The selective pressure of nutrient availability can influence the protein-coding genome of marine microbes, suggesting a role for the environment in the evolution of the genetic code, according to a study in Science this week. Nitrogen and carbon are major limiting factors in a variety of ecosystems and their availability is believed to be a strong selective force among microbes, which have evolved to optimize nutrient use. Still, little is known about the impact of so-called "resource-driven selection" on the structure of the microbial genetic code. To investigate, scientists from Rockefeller University analyzed sets of metagenomic and single-cell genome data of marine microbes, along with environmental measurements, and find that a significant portion of the selection exerted on microbes is explained by the environment and is associated with nitrogen availability. Notably, nitrogen conservation optimization is encoded in the structure of the standard genetic code, the study's authors write, "providing robustness against mutations that increase carbon and nitrogen incorporation into protein sequences."

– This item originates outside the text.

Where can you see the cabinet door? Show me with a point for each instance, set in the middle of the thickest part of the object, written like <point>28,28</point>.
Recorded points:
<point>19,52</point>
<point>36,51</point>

A single-cell RNA sequencing analysis of lineage specification in early chordate embryogenesis, using the seasquirt (Ciona savigny) as a model, is published in Science Advances this week. A team led by scientists from the Sloan Kettering Institute reconstructed a developmental landscape of 47 cell types over eight cell cycles in the wild-type seasquirt embryo and identified eight fate transformations upon fibroblast growth factor inhibition. For most of the asymmetric cell divisions, they find that the bipotent mother cell predominantly shows the gene signature of one daughter. The investigators also expanded the notochord gene regulatory network with 18 genes that may function in parallel to the master regulator Brachyury. When the findings were compared to a mouse dataset on early embryogenesis, they found only a small number of transcription factors are conserved between homologous tissues.